When flushing to disk, data is flushed from logs, which transforms random writes into sequential writes, thus improving disk flushing efficiency. We will find that BW-Tree also has read amplification like LSM trees, that is, when querying, the underlying data needs to be combined with the log data. Moreover, if the logs are too long, it will slow down the reading process. In this case, Cosmos uses a hardware solution that detects the parts of the logs that need to be merged within the same log file and schedules them on the same processing node, thus accelerating the convergence of logs.
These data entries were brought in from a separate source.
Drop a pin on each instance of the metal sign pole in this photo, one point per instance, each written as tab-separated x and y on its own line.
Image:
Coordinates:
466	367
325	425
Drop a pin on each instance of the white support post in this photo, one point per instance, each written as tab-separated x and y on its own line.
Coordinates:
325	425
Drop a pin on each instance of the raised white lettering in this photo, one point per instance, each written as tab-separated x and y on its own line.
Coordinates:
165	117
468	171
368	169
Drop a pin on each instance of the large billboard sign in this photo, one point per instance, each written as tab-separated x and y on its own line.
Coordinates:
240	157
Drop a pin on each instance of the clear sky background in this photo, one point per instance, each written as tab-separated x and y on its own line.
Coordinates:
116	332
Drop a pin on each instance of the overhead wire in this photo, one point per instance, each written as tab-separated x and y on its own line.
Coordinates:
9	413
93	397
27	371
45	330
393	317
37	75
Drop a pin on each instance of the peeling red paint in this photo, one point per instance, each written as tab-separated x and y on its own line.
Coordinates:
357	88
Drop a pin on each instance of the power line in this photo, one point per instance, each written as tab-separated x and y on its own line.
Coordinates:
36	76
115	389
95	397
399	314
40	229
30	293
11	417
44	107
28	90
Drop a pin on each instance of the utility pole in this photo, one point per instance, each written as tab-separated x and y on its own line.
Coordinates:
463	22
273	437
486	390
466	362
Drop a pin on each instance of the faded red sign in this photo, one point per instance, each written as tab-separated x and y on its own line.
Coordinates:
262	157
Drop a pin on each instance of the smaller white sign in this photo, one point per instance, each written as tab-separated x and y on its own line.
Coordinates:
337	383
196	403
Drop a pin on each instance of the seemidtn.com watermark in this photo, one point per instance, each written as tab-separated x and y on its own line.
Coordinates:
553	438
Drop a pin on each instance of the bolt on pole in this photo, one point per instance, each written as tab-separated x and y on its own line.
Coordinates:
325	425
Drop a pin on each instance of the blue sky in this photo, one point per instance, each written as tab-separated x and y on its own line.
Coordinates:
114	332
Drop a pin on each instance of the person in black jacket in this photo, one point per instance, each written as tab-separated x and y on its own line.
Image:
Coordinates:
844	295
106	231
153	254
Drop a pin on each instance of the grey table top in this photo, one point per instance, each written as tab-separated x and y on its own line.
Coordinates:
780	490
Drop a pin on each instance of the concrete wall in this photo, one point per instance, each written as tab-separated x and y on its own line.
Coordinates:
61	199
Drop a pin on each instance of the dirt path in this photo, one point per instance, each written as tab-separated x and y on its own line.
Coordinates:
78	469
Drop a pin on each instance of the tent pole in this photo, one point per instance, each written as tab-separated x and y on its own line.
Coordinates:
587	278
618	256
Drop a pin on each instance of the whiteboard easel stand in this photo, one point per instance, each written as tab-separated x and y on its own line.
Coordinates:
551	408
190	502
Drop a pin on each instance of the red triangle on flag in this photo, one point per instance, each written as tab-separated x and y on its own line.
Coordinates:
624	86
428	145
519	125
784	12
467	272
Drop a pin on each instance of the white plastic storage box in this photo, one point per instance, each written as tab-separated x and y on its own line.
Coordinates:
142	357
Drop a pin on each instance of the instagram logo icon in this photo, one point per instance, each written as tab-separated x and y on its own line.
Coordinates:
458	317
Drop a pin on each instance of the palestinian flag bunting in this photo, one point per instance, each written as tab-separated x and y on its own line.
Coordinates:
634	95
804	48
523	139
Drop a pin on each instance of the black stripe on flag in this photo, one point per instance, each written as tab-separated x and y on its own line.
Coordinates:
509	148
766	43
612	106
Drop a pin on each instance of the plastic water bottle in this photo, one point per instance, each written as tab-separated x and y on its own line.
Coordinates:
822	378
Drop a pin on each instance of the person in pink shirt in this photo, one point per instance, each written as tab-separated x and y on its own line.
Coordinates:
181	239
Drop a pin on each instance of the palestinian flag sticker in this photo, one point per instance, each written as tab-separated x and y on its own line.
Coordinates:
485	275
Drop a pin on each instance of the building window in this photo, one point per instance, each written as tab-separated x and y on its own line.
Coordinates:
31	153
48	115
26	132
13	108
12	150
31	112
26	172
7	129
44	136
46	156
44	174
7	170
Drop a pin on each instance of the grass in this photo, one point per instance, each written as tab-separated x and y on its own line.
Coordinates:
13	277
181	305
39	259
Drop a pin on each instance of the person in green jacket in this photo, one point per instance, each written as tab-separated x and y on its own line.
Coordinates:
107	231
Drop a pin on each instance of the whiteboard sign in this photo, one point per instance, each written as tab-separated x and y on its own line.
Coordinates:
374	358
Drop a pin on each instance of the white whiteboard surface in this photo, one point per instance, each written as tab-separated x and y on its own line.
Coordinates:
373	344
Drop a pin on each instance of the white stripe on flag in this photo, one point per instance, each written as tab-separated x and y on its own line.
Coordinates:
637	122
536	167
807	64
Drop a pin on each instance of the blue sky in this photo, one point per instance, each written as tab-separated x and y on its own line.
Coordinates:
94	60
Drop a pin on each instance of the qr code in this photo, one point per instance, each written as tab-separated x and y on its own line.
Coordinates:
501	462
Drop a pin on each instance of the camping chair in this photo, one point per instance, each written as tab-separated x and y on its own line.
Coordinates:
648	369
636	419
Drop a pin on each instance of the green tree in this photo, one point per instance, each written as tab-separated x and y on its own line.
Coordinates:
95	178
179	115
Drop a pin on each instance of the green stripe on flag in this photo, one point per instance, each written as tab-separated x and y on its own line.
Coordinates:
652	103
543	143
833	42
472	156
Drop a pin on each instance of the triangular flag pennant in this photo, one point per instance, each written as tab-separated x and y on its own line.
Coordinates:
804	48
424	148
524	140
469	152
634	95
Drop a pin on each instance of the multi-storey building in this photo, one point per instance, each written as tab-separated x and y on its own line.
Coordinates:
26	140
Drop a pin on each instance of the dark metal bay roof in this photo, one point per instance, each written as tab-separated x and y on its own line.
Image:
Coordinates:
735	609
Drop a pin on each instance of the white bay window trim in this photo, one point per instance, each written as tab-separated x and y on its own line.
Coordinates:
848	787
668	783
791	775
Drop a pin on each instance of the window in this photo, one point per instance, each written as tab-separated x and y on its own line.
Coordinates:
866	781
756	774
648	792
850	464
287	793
These are the typical B-tree-like storage engines, each with its own characteristics, and their optimization methods for the same problem also provide us with many insights.

LSM Class #

I dedicated a complete chapter to explaining the characteristics of this module. It is a typical immutable data structure, and caching is also achieved by transforming random writes into sequential writes. When we were talking about LSM trees, we introduced that the data they store is ordered. In fact, there are currently two unordered structures that are also receiving more and more attention.

Classic Storage #

Classic LSM implementations include LeveledDB and RocksDB, which were developed based on it. As we have previously introduced, their characteristics are to use caching to convert random writes into sequential writes, and then generate sorted and immutable data. They are friendly to writes and space, but sacrifice read performance.

Bitcask #

Bitcask is a storage engine for the distributed key-value database Riak. It is also a typical unordered storage structure. It fundamentally differs from the classical LSM tree introduced earlier, as it does not have an in-memory table structure. In other words, it does not perform caching and directly writes data to data files.
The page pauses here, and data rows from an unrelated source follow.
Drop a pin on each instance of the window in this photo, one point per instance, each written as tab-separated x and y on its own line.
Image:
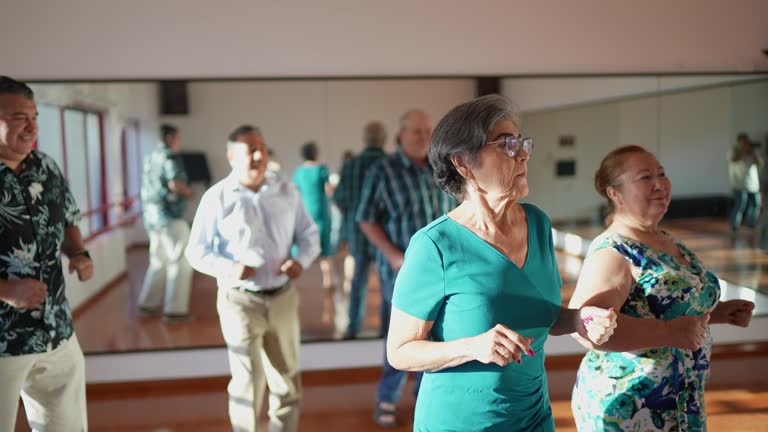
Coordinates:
74	138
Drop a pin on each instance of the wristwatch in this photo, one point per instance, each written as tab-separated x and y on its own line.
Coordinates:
83	252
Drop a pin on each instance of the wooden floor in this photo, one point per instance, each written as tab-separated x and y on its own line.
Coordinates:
126	331
349	408
346	404
735	258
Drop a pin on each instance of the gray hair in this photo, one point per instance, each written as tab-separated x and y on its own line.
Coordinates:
239	131
374	134
463	132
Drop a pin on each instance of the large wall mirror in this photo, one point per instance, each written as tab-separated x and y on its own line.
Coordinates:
100	131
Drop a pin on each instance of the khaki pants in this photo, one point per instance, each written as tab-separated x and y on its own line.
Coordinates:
262	336
168	268
52	386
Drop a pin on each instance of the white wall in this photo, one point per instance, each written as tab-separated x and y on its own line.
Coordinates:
81	39
289	113
690	131
119	101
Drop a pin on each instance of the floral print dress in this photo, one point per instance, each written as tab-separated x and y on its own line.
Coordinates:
660	389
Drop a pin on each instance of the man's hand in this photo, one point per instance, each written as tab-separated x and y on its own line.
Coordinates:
241	271
291	268
24	293
82	265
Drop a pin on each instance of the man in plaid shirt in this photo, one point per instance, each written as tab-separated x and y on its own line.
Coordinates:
399	197
347	197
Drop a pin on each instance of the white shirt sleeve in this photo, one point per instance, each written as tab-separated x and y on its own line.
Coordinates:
307	235
200	251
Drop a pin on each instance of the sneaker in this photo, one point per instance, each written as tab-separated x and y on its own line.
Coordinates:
176	318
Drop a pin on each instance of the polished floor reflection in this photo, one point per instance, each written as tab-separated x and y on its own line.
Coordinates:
349	408
111	324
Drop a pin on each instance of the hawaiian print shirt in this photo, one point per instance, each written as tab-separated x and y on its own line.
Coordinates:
35	207
159	203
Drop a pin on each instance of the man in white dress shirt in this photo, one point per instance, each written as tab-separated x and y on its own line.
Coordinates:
242	235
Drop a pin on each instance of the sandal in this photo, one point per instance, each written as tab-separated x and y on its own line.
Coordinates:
385	417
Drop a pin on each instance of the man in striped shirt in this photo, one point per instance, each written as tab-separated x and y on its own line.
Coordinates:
347	197
399	197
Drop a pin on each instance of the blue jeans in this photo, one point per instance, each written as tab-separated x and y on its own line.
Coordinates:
745	204
358	291
392	380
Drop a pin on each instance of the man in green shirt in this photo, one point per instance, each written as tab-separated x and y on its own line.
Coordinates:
164	193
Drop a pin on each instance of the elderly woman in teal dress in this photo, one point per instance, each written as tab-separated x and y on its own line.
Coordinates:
650	375
311	178
479	291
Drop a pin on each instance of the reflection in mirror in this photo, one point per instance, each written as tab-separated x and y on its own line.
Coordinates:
100	133
103	161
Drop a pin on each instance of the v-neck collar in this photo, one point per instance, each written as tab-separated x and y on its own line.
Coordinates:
498	252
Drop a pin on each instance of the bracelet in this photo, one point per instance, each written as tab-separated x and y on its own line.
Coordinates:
83	252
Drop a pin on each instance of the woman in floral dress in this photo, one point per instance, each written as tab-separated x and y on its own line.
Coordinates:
650	375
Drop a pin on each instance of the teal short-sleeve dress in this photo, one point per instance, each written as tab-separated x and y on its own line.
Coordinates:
454	278
311	181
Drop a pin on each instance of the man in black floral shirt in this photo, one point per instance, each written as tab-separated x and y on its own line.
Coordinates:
40	357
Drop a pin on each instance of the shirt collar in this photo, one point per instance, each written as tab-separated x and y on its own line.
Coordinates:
409	163
32	157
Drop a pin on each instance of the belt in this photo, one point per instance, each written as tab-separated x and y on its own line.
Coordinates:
266	292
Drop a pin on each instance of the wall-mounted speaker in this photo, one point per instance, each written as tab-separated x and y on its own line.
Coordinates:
173	98
488	85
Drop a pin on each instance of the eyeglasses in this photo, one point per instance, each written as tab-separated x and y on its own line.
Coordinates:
514	144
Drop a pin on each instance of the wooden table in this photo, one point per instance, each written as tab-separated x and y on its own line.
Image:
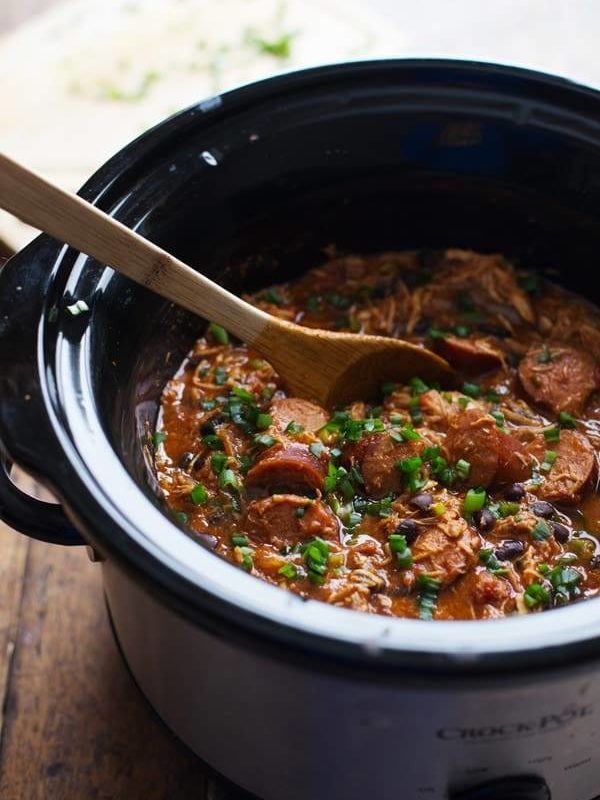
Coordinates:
73	725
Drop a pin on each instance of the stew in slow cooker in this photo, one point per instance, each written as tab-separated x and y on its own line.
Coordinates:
475	501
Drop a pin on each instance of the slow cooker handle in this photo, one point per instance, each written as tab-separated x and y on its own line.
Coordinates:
44	521
26	435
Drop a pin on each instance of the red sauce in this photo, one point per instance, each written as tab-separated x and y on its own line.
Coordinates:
473	502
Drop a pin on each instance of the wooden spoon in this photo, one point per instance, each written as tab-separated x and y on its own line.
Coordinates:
330	367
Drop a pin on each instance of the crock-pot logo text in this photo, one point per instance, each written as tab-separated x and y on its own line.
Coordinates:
513	730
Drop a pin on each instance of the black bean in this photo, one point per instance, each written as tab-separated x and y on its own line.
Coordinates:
409	529
542	509
493	330
422	325
429	257
514	492
186	460
560	531
484	520
509	550
421	501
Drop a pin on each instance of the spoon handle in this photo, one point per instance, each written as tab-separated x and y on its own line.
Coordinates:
70	219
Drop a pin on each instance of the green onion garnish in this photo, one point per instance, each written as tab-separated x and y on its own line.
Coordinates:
566	420
228	479
462	467
218	333
541	531
400	548
536	595
474	501
199	495
288	571
428	589
294	428
552	435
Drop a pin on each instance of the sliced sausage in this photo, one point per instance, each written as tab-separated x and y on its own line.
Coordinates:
494	456
573	470
293	409
290	468
514	462
470	356
446	549
558	377
376	457
284	519
490	589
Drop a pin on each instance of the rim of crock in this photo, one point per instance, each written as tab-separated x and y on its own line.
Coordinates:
208	587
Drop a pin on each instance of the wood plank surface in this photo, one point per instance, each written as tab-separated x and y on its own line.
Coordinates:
73	725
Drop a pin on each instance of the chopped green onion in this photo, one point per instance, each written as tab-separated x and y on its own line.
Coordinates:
221	376
462	467
474	501
566	420
536	595
288	571
552	435
508	508
316	556
212	441
218	333
247	562
228	479
294	428
428	589
400	548
199	495
498	416
410	464
471	390
418	386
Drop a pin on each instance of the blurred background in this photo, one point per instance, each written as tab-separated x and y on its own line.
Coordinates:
80	78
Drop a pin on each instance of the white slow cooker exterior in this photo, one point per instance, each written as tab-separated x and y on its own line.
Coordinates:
287	733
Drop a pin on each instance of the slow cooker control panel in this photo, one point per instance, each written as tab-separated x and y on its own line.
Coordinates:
525	787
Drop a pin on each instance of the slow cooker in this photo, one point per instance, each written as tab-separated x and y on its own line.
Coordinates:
292	699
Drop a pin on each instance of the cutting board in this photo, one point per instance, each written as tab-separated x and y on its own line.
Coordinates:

As you can see, its write efficiency is very high and it occupies very little memory. But how do you query this “heap” structure of data? The answer is that there is a structure called Keydir in memory that saves references to the latest versions of the data. Old data still resides in the data files but is not referenced by Keydir and will eventually be deleted by the garbage collector. Keydir is actually a hash table constructed from the data files when the database starts up.

This type of query obviously improves the read amplification problem of LSM trees because each piece of data has only one disk file reference and no cached data. Therefore, only one location needs to be queried to retrieve the data. However, its drawbacks are also obvious: it does not support range queries, and if the data volume is large at startup, the startup time can be quite long.

This structure optimizes writing, space, and single data retrieval, but sacrifices the ability to perform range queries.

WiscKey #

So, is there a structure that can take advantage of the high-speed writing and space utilization brought by unordered storage, and also support very useful range queries? The WiscKey structure is precisely an attempt to solve this problem.

Its characteristic is that the Key and Value are stored in two separate files. The Key is still in the form of an LSM tree, which ensures that the Key is ordered and range scans can be performed. At the same time, it uses the LSM tree, so it doesn’t need to put all the Keys in memory, which solves the slow loading problem of Bitcask.

The Value part is called vLogs (value Logs), and the data in it is unordered. This structure is suitable for scenarios with fewer updates and deletions because range scans require random reads. If there are many updates and deletions, the efficiency of conflict merging is very low. Also, during merge operations, it needs to scan the Keys and then determine the merge plan, which is not necessary in a regular LSM tree.

WiscKey is very suitable for running on SSDs because reading the Value requires random reads. Currently, Badger from dgraph.io is a mature implementation of this mode.

Summary #

Here, we have finished this lecture. I have reviewed the main content of Module 2 with you. This is a basic knowledge module that lays a foundation for the upcoming distributed modules. At the same time, compared to traditional relational databases, the storage engines of distributed databases also have their own characteristics, such as the LSM tree structure. You need to grasp this structure carefully.